If given $F(u_k)\to F(u)$ and $F'(u_k)\nabla u_k \to F'(u)\nabla u$ in $L^p$, why we have $F(u) \in W^{1,p}$ and $\nabla F(u)=F'(u)\nabla u?$

Question

If $F$ continuous, $u_k \in C^{\infty}(\overline U)$, $u \in W^{1,p} (U)$.

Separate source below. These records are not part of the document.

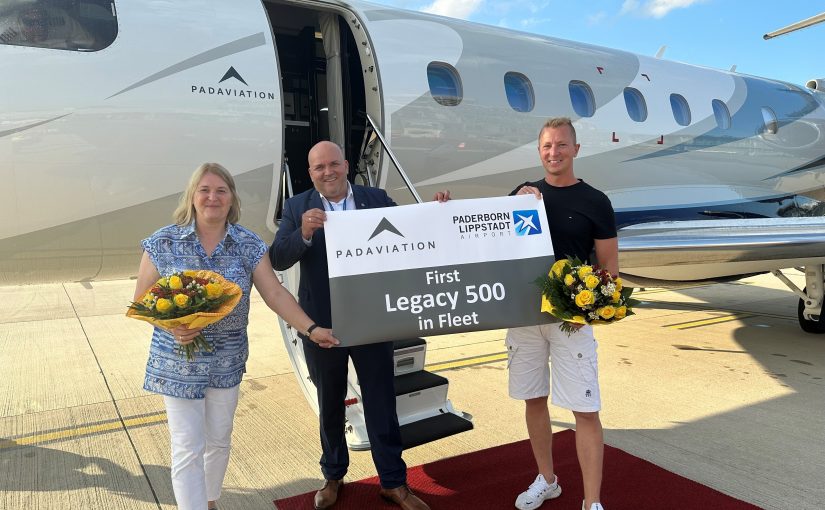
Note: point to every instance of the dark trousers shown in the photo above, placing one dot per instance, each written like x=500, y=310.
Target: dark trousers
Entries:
x=374, y=367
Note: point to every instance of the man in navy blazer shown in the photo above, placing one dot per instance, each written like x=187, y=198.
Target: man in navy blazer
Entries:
x=300, y=238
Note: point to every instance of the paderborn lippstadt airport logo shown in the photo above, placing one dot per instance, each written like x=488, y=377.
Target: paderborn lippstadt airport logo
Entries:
x=527, y=222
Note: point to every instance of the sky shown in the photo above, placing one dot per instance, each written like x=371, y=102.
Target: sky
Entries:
x=711, y=33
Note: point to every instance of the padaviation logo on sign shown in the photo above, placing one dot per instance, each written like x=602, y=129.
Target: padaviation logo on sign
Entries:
x=436, y=268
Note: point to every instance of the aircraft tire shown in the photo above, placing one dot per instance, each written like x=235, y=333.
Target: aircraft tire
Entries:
x=809, y=326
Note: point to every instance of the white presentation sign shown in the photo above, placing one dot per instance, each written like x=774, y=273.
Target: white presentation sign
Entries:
x=436, y=268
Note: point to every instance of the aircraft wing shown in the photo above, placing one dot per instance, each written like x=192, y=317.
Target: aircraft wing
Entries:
x=718, y=249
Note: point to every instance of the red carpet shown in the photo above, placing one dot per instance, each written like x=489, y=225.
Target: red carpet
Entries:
x=492, y=478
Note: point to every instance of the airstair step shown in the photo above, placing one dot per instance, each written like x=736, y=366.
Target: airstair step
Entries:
x=409, y=355
x=407, y=343
x=429, y=429
x=417, y=382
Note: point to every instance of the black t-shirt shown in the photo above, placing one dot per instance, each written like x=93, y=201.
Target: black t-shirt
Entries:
x=577, y=214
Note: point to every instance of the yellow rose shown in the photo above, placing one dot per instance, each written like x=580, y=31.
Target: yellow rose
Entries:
x=606, y=312
x=558, y=266
x=584, y=298
x=181, y=300
x=213, y=290
x=164, y=305
x=546, y=305
x=591, y=282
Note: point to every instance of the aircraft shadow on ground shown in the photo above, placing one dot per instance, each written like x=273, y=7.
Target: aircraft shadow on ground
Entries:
x=774, y=444
x=43, y=469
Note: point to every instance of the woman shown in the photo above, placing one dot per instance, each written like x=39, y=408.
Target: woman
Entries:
x=201, y=395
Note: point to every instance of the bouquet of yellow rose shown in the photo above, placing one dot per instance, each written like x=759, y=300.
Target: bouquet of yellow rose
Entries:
x=578, y=293
x=194, y=298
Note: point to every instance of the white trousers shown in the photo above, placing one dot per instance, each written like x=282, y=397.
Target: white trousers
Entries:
x=201, y=433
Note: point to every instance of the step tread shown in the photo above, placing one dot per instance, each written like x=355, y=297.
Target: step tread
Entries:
x=417, y=381
x=429, y=429
x=407, y=343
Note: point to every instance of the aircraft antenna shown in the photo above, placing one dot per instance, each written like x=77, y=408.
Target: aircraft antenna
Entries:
x=813, y=20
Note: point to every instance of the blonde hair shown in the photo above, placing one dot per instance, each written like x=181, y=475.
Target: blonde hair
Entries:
x=185, y=212
x=557, y=122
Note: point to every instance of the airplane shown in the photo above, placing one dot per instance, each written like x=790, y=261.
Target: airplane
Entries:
x=713, y=174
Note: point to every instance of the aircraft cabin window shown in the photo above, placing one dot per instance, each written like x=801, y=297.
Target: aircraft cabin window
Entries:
x=769, y=119
x=83, y=25
x=581, y=96
x=445, y=84
x=519, y=92
x=635, y=102
x=681, y=110
x=722, y=114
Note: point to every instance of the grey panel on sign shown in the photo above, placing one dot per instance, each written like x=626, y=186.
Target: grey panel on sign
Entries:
x=394, y=305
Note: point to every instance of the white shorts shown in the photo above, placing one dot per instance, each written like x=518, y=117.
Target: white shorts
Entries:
x=573, y=363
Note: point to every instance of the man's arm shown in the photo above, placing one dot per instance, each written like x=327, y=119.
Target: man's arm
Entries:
x=607, y=254
x=288, y=246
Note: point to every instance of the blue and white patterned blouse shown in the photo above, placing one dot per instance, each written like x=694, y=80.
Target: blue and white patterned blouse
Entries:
x=175, y=248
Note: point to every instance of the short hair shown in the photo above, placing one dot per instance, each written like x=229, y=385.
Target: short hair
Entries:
x=185, y=212
x=557, y=122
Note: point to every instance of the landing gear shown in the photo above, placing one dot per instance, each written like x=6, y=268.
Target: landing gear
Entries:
x=816, y=326
x=811, y=299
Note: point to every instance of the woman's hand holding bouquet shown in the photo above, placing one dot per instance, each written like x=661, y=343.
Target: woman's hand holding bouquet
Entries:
x=185, y=303
x=580, y=294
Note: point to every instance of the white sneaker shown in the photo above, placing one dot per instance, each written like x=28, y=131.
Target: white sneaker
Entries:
x=538, y=492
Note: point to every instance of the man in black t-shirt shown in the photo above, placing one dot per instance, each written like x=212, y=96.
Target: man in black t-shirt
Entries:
x=581, y=220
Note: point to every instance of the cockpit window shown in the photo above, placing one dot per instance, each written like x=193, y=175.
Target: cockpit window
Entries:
x=519, y=92
x=445, y=83
x=681, y=110
x=770, y=126
x=635, y=102
x=722, y=114
x=581, y=96
x=82, y=25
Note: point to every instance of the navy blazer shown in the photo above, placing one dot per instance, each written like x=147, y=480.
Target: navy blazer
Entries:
x=289, y=248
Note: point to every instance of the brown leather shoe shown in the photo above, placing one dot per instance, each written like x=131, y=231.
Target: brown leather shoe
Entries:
x=404, y=497
x=328, y=495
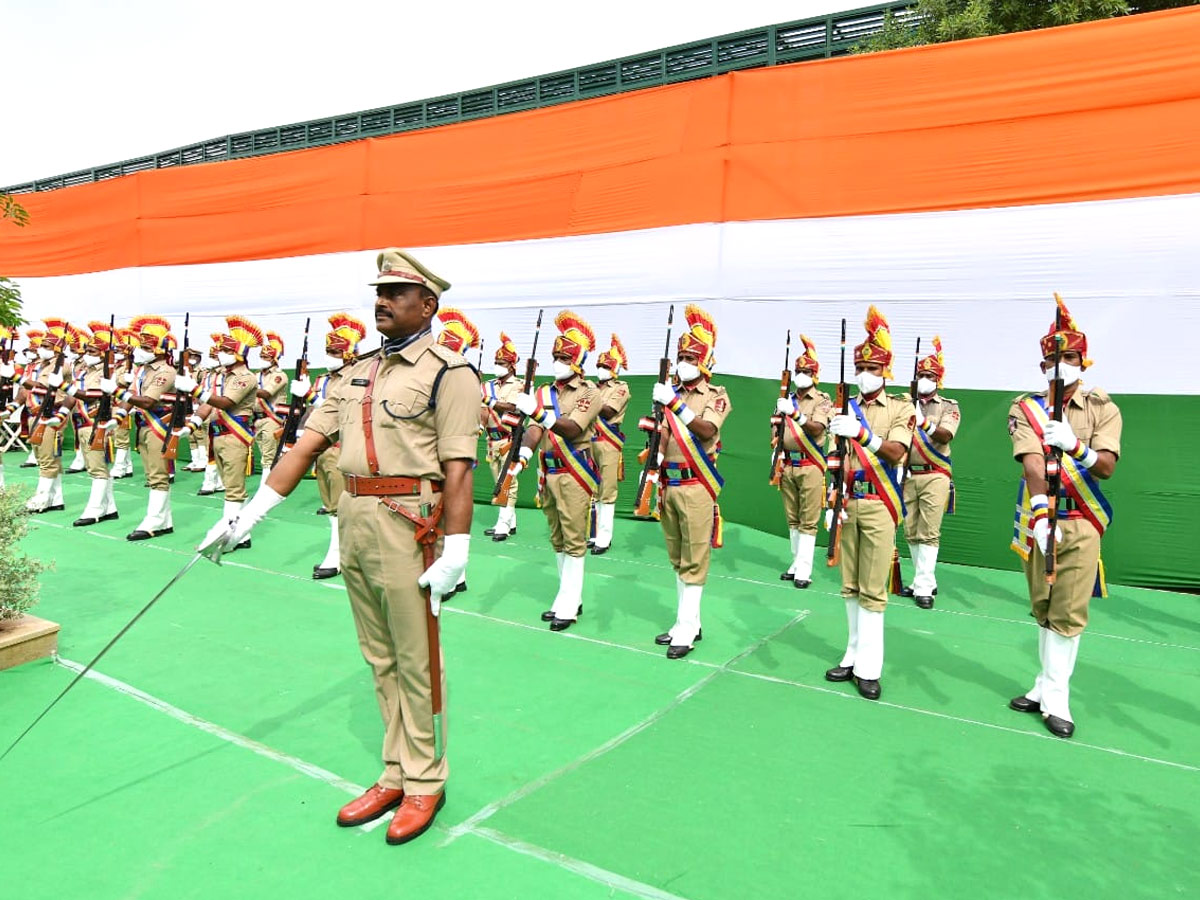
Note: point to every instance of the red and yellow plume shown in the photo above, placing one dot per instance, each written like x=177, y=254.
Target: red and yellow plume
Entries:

If given $F(u_k)\to F(u)$ and $F'(u_k)\nabla u_k \to F'(u)\nabla u$ in $L^p$, why we have $$F(u) \in W^{1,p}$$ and $$\nabla F(u)=F'(u)\nabla u?$$

Thanks so much!

Answer 1

You will need more than mere continuity of $F$. What is meant by $F'$? Assuming $F$ is smooth enough (Lipschitz continuous will do) you have the following: if $\phi \in C_0^\infty(U)$, then integration by parts and the usual chain rule imply $$ \int_U F(u_k) \nabla \phi \, dx = - \int_U \nabla (F(u_k)) \phi \, dx = - \int_U (F'(u_k) \nabla u_k) \phi \, dx$$ Under the stated hypotheses, and using the fact that $\phi,\nabla \phi \in L^{p'}$, you may take the limit on both sides to arrive at $$ \int_U F(u) \nabla \phi \, dx = - \int_U (F'(u) \nabla u) \phi \, dx.$$ Since this holds for any $\phi \in C_0^\infty(U)$, by definition the weak gradient of $F(u)$ is $F'(u) \nabla u$.